As COVID-19 retains and even strengthens its grip on America, Kinzie expects to be in the drive-in country music concert business for a while. “When you look at the various types of genres out there, there is one genre that is just known for throwing up a stage and getting people together and having a really good time—and that’s country music,” he says. “We don’t have a shortage of artists, managers and agents that are chomping at the bit to be part of this concept.”
The industry divide
But some fear that many lower-profile members of the country industry are being left behind. Because country music relies so heavily on touring and live sessions, there are thousands of workers that are out of jobs with bleak prospects to return in the coming months. Layoffs or furloughs have been reported across the Nashville industry, including at the Country Music Hall of Fame and the Creative Artists Agency. “The only people making a ton of money right now are the labels, because of the streaming, and the songwriters, who own the rights of the songs,” Chiang says. “But the studio musicians, the touring musicians, the crew, even the managers—they’re in trouble.”
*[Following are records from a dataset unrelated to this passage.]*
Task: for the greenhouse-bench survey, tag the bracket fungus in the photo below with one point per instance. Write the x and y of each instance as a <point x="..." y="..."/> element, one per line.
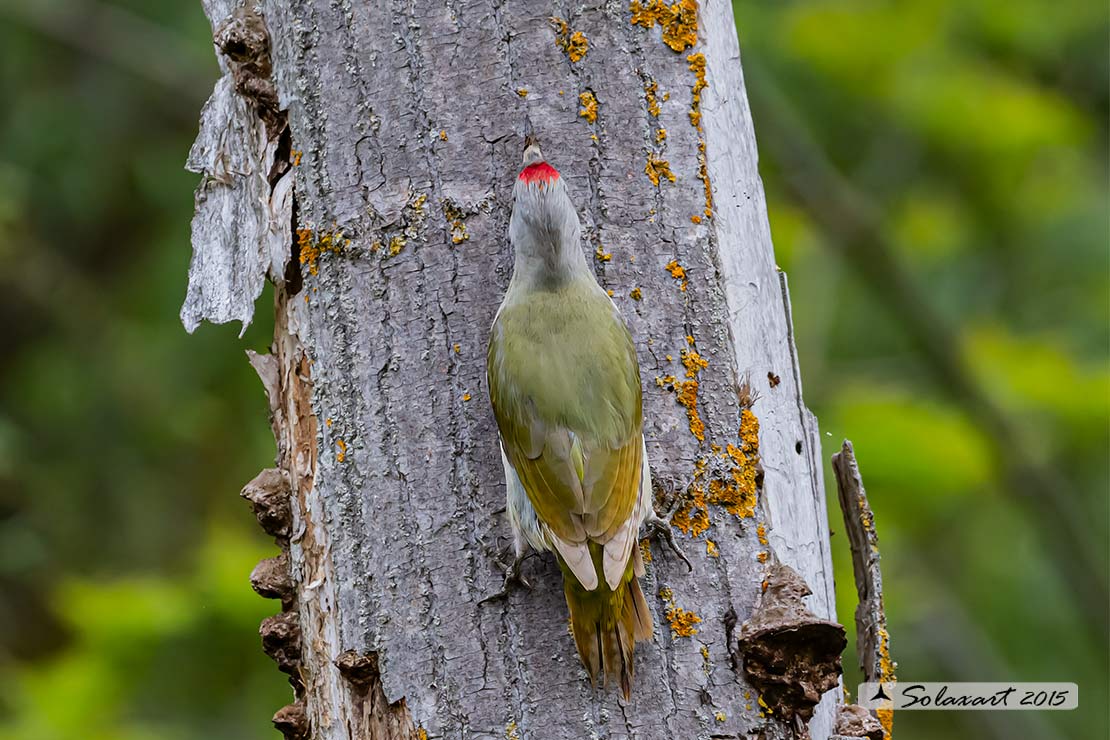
<point x="789" y="654"/>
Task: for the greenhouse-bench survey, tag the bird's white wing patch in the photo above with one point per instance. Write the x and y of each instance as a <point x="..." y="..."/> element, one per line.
<point x="576" y="556"/>
<point x="617" y="550"/>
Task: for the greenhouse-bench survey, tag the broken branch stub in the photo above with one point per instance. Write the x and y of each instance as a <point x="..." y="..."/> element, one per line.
<point x="269" y="495"/>
<point x="789" y="654"/>
<point x="873" y="640"/>
<point x="854" y="721"/>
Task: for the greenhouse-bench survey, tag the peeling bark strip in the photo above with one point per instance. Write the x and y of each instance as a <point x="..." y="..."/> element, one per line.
<point x="242" y="225"/>
<point x="873" y="641"/>
<point x="405" y="122"/>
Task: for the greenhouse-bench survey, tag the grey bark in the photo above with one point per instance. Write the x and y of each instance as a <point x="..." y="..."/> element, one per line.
<point x="406" y="122"/>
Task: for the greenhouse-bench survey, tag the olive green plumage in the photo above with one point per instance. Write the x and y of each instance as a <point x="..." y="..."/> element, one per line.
<point x="565" y="389"/>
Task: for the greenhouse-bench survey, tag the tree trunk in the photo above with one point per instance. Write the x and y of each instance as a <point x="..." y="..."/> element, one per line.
<point x="362" y="159"/>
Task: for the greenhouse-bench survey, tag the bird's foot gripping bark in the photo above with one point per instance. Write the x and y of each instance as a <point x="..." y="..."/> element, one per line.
<point x="513" y="578"/>
<point x="661" y="529"/>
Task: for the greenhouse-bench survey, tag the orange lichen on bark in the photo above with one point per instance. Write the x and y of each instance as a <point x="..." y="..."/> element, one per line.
<point x="738" y="493"/>
<point x="693" y="516"/>
<point x="311" y="249"/>
<point x="693" y="362"/>
<point x="588" y="107"/>
<point x="454" y="218"/>
<point x="886" y="673"/>
<point x="678" y="273"/>
<point x="652" y="95"/>
<point x="677" y="20"/>
<point x="574" y="44"/>
<point x="682" y="621"/>
<point x="658" y="168"/>
<point x="697" y="64"/>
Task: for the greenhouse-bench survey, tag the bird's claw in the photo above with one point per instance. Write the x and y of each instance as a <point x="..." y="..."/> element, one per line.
<point x="661" y="529"/>
<point x="512" y="577"/>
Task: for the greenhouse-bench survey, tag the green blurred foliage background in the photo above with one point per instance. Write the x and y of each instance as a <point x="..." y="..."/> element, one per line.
<point x="938" y="189"/>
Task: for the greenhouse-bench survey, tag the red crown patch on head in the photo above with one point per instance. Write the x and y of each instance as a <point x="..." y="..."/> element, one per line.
<point x="540" y="172"/>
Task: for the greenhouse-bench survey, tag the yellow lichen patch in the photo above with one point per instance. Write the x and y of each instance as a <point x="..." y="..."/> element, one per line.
<point x="454" y="216"/>
<point x="588" y="110"/>
<point x="678" y="20"/>
<point x="696" y="63"/>
<point x="693" y="516"/>
<point x="687" y="397"/>
<point x="697" y="66"/>
<point x="738" y="493"/>
<point x="693" y="362"/>
<point x="656" y="169"/>
<point x="652" y="95"/>
<point x="686" y="391"/>
<point x="886" y="673"/>
<point x="311" y="249"/>
<point x="574" y="44"/>
<point x="678" y="273"/>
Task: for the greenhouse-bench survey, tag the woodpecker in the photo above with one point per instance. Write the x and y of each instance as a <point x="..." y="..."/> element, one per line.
<point x="565" y="389"/>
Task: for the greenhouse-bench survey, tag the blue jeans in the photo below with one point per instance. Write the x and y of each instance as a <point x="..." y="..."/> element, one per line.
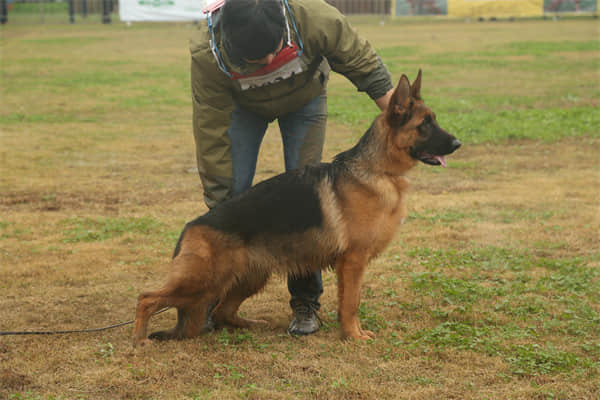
<point x="303" y="135"/>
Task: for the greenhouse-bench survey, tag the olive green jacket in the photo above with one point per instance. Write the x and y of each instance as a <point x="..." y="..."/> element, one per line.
<point x="329" y="43"/>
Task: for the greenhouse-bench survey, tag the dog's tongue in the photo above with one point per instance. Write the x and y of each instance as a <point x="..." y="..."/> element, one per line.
<point x="441" y="159"/>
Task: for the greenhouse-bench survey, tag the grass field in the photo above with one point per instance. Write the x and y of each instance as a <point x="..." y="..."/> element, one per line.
<point x="491" y="290"/>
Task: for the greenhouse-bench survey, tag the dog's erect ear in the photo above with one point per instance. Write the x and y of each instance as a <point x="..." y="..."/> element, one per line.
<point x="415" y="89"/>
<point x="399" y="107"/>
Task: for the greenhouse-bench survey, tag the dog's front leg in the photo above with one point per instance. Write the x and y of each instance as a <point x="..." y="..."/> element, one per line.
<point x="350" y="269"/>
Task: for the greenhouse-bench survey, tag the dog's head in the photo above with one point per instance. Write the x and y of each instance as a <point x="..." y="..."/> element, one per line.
<point x="414" y="127"/>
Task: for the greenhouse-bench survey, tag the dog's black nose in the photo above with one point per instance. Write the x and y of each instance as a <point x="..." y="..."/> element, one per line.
<point x="456" y="144"/>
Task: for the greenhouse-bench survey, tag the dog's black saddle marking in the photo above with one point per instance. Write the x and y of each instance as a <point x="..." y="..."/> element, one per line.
<point x="286" y="203"/>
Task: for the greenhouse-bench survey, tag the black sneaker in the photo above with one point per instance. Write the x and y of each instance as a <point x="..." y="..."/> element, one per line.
<point x="306" y="320"/>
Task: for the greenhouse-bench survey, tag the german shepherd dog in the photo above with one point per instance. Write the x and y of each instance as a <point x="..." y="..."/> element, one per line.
<point x="339" y="214"/>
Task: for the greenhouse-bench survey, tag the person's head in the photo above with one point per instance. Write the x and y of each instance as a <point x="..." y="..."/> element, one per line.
<point x="252" y="29"/>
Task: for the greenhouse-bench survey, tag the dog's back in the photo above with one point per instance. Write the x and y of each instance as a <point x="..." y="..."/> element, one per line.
<point x="339" y="214"/>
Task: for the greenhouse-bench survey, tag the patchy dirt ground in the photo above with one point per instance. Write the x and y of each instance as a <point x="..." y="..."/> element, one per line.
<point x="78" y="249"/>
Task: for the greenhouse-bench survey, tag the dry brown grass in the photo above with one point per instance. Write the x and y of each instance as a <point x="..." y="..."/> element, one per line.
<point x="516" y="216"/>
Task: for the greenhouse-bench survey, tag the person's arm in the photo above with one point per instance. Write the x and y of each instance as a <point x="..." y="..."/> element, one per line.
<point x="383" y="101"/>
<point x="212" y="107"/>
<point x="349" y="54"/>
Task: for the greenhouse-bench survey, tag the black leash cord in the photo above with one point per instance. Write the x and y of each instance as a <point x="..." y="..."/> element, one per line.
<point x="74" y="331"/>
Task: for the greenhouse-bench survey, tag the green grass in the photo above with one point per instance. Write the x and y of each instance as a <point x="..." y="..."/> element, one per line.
<point x="83" y="229"/>
<point x="490" y="290"/>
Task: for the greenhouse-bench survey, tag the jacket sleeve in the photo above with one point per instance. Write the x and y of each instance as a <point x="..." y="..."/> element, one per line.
<point x="212" y="108"/>
<point x="347" y="53"/>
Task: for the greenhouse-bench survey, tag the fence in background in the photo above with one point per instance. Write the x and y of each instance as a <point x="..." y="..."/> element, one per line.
<point x="73" y="11"/>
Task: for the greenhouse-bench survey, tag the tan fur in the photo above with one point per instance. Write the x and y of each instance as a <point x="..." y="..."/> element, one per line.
<point x="214" y="272"/>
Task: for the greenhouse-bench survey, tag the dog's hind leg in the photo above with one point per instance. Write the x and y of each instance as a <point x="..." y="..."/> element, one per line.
<point x="190" y="288"/>
<point x="227" y="311"/>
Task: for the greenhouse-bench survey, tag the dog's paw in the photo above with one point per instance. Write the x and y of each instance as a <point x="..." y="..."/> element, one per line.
<point x="360" y="334"/>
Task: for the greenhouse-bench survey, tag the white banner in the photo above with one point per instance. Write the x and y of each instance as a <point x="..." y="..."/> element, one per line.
<point x="161" y="10"/>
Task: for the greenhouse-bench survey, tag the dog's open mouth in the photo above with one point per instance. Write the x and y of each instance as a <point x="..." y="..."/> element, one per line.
<point x="432" y="159"/>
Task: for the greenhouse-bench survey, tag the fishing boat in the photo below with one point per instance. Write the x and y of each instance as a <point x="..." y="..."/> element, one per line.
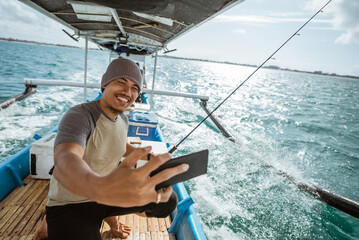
<point x="133" y="29"/>
<point x="136" y="30"/>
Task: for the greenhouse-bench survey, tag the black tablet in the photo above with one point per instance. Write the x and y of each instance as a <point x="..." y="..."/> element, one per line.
<point x="197" y="162"/>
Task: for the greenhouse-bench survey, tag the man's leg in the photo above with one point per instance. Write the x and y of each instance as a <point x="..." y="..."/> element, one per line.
<point x="41" y="231"/>
<point x="160" y="210"/>
<point x="118" y="229"/>
<point x="75" y="221"/>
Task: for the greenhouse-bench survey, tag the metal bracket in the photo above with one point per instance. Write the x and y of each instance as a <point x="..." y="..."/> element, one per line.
<point x="203" y="104"/>
<point x="182" y="208"/>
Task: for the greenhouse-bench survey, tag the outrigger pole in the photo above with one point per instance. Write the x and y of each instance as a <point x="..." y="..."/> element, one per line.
<point x="339" y="202"/>
<point x="240" y="85"/>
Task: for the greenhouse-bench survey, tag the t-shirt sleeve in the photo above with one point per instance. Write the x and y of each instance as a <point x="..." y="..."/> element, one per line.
<point x="74" y="127"/>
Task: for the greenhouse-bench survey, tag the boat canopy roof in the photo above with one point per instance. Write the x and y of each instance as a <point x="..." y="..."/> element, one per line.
<point x="131" y="26"/>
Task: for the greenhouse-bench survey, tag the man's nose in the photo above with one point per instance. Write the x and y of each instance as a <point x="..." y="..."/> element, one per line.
<point x="127" y="90"/>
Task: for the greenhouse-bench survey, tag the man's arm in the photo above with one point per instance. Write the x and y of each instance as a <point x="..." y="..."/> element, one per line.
<point x="125" y="186"/>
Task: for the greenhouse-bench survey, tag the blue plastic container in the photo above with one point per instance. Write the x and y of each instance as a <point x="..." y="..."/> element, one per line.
<point x="142" y="125"/>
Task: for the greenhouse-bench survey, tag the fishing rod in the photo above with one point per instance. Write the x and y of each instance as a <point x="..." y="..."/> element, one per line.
<point x="240" y="85"/>
<point x="339" y="202"/>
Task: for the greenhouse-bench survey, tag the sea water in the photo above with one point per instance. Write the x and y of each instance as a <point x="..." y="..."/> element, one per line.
<point x="303" y="124"/>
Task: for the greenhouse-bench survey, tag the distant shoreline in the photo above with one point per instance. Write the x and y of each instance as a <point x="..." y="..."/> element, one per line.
<point x="191" y="59"/>
<point x="41" y="43"/>
<point x="267" y="67"/>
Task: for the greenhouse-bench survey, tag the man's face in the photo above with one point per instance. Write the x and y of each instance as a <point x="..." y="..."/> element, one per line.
<point x="119" y="94"/>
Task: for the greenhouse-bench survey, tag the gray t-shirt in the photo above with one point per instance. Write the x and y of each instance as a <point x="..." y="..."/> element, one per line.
<point x="103" y="139"/>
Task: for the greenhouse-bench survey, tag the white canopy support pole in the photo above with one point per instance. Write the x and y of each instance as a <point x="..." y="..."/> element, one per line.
<point x="117" y="20"/>
<point x="153" y="80"/>
<point x="85" y="71"/>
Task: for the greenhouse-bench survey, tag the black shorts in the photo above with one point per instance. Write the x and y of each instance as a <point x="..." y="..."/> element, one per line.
<point x="83" y="220"/>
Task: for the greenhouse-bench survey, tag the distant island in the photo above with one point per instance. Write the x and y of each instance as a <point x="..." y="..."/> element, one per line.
<point x="268" y="67"/>
<point x="192" y="59"/>
<point x="42" y="43"/>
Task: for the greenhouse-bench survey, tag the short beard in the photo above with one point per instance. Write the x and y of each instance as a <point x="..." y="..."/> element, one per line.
<point x="115" y="111"/>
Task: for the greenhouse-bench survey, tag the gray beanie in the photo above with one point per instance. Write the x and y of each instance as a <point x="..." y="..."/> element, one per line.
<point x="122" y="68"/>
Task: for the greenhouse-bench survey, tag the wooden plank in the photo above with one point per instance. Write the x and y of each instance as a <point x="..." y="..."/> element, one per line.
<point x="168" y="221"/>
<point x="136" y="223"/>
<point x="149" y="225"/>
<point x="122" y="219"/>
<point x="33" y="209"/>
<point x="155" y="225"/>
<point x="172" y="236"/>
<point x="136" y="236"/>
<point x="17" y="192"/>
<point x="160" y="236"/>
<point x="30" y="237"/>
<point x="36" y="218"/>
<point x="162" y="224"/>
<point x="23" y="209"/>
<point x="16" y="201"/>
<point x="20" y="191"/>
<point x="143" y="236"/>
<point x="129" y="220"/>
<point x="154" y="235"/>
<point x="143" y="224"/>
<point x="165" y="236"/>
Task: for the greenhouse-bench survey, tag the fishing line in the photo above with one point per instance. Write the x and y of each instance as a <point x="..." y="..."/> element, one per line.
<point x="240" y="85"/>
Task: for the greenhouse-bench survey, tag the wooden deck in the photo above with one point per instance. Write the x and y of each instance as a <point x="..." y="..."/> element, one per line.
<point x="22" y="210"/>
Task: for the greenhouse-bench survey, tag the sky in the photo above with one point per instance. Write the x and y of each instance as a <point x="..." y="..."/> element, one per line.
<point x="248" y="33"/>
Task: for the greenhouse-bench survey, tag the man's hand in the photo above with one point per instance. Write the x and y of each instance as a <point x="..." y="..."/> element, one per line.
<point x="128" y="186"/>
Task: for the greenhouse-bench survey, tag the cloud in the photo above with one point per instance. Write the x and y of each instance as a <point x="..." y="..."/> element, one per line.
<point x="346" y="18"/>
<point x="14" y="11"/>
<point x="345" y="15"/>
<point x="240" y="31"/>
<point x="273" y="19"/>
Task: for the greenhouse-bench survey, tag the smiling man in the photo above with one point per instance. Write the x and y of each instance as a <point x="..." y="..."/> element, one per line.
<point x="88" y="184"/>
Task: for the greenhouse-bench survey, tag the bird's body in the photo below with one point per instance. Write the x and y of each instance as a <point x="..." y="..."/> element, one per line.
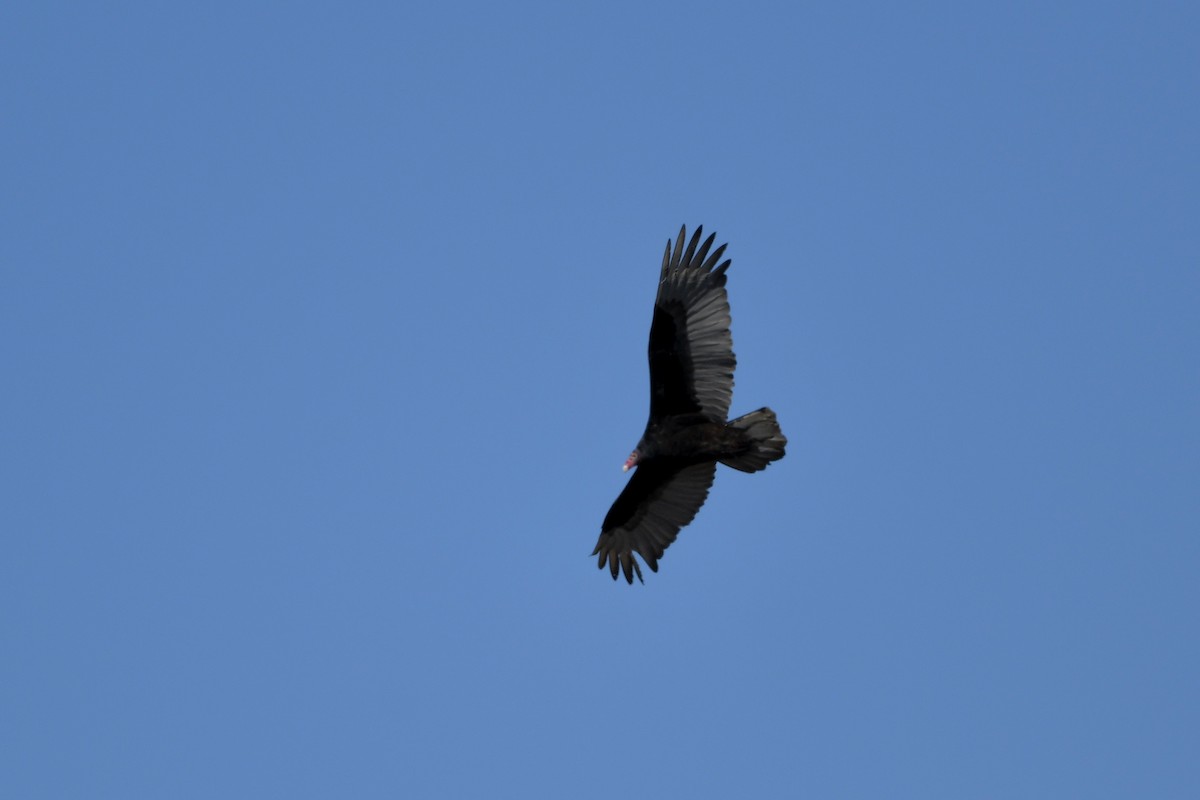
<point x="691" y="385"/>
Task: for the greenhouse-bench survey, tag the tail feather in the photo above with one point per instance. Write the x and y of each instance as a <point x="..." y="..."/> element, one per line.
<point x="766" y="440"/>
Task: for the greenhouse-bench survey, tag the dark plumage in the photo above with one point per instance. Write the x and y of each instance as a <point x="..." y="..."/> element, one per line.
<point x="691" y="386"/>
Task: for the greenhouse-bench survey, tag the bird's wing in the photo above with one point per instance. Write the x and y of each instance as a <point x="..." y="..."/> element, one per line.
<point x="691" y="350"/>
<point x="647" y="517"/>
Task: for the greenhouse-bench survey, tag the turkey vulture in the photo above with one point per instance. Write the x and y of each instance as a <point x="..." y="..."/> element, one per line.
<point x="691" y="385"/>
“I feel like artists are in the best position to keep supporting themselves,” Jenkins says. “But the lighting guys, photographers, the assistants, the agents…a lot of people who have invested decades into this industry that are great at their job, I don’t know if they’ll return.”
While Nashville’s infrastructure is under siege, its topline continues to thrive—and many are hopeful that this moment signals a growing centrality of country music within mainstream culture after the streaming revolution pushed it to the sidelines. “It’s absolutely not a blip: this is the trajectory that country music is going to continue on,” Newman says. “You’re not gonna put the genie back in the bottle.”